Results: Before and After

Through these targeted improvements, we achieved significant performance gains:

Metric	Basic RAG	Advanced RAG
Avg Precision	0.43	0.44
Avg Recall	0.66	0.69
Avg F1 Score	0.52	0.54
Avg MRR	0.74	0.87
End-to-End Accuracy	71%	81%

The most dramatic improvement was in MRR (from 0.74 to 0.87), showing that re-ranking significantly improved the position of relevant chunks in the results.

Production Considerations

Rate Limits: Full evaluations can hit rate limits unless you're at Tier 2 or above. Consider sampling your dataset for quick iterations.
Token Usage: Summary indexing and re-ranking increase token consumption. Balance cost against accuracy needs.
Vector Database: For production, use a hosted vector database with built-in indexing and scaling.
Evaluation Dataset: Invest time in creating a high-quality, representative evaluation dataset. It's the foundation of all improvements.

Key Takeaways

Evaluate retrieval and generation separately — This lets you pinpoint where improvements are needed. A perfect retrieval system with poor generation (or vice versa) requires different fixes.
Use structured metrics — Precision, recall, F1, and MRR give you objective measures of retrieval quality.
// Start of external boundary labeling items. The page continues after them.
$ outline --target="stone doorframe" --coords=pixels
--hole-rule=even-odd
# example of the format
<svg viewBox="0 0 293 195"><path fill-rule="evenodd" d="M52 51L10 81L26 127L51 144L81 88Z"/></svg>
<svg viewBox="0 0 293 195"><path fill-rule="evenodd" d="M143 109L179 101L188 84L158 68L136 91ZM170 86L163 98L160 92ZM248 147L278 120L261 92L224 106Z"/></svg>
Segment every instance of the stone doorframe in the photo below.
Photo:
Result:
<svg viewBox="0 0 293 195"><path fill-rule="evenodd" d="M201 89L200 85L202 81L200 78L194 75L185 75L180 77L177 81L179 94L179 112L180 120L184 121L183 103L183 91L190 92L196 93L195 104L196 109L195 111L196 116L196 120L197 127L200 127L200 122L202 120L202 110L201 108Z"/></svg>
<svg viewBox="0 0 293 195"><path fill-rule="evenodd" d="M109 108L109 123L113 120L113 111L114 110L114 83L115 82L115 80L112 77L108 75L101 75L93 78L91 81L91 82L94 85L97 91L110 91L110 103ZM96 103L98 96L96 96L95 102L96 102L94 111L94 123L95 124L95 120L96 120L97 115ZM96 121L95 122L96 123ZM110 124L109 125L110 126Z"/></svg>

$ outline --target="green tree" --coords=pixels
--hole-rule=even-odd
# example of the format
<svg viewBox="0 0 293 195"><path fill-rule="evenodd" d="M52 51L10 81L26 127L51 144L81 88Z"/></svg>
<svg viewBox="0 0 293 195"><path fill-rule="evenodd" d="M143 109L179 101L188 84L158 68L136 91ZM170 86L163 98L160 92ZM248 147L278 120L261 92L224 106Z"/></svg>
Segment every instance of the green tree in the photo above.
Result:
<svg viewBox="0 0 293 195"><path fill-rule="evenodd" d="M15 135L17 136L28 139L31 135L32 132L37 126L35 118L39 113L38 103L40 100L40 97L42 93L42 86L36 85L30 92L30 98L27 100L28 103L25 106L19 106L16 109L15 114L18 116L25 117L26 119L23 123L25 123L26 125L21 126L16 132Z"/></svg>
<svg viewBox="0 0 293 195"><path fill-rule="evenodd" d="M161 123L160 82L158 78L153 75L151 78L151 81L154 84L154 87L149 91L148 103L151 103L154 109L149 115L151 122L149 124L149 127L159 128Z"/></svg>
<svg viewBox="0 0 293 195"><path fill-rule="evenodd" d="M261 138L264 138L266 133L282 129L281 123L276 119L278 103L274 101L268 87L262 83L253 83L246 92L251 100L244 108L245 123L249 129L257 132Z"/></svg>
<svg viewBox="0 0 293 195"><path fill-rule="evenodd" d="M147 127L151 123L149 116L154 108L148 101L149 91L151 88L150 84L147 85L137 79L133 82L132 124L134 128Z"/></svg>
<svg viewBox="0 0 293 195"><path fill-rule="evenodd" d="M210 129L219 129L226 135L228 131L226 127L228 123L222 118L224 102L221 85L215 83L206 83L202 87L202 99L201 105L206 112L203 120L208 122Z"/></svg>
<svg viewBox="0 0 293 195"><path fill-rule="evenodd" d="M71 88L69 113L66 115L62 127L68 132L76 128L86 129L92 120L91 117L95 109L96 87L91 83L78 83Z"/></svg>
Don't rely on "vibes."
Summary indexing improves recall — By creating a two-tier index, you help Claude find the right context even when queries don't match exact chunk wording.
Re-ranking boosts MRR significantly — A second pass with Claude to re-order results ensures the most relevant information appears first, improving final answer quality.
Invest in your evaluation dataset — The 100-question synthetic dataset was the cornerstone of our optimization. Without it, we couldn't measure improvement.

Building a production-grade RAG system with Claude is an iterative process. Start simple, measure everything, and apply targeted improvements based on data. The 10% absolute accuracy gain we demonstrated (71% to 81%) is achievable with the techniques covered in this guide.